Many specialists converge, each assigned to his own body system, and each working assiduously to keep that body system going. In talking with family, they discuss that system, and what could be done to benefit it.

 

Artificial life support can prolong the life of even a terminally ill patient for a quite awhile. At the end, if he is terminal, or, if he contracts a lethal infection in the hospital, after possibly hundreds of thousands of dollars of expenditure, (making insurance rates rise yet again), the patient dies.

 

Sometimes there are meetings where family and physicians get together to discuss the likely outcome for the patient.

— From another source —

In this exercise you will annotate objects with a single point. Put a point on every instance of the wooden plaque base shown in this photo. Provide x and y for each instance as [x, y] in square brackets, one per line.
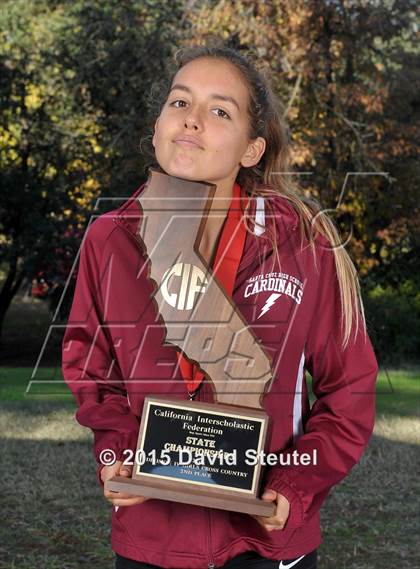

But, for the most part, that is left as a black hole in the middle of the room that all attempt to avoid falling into. In Palliative Care, they call it the elephant in the middle of the room.

 

Add to this the American tendency to ask for immediate gratification, preferably in the form of a small, easy to swallow pill. The fact that physicians only rarely censure one of their own, or require re-training for inadequate practitioners, creates our very effective recipe for disaster.

 

According to Cokie Roberts, drastic change will not be occurring in the immediate future. John McCain and Barack Obama each have a plan, with Senator McCain’s being the more radical.

 

John McCain wants to hold down costs and provide flexibility, with patients purchasing their own insurance, not employers. He hopes that this will lead to higher salaries. VA benefits would expand, but other public programs would remain unchanged.

 

Barack Obama proposes closer to universal coverage, more of a public/private insurance partnership, with children guaranteed coverage.

 

I hope we can come up with something. We’re definitely rowing down the river. We just haven’t quite gone over the falls – yet.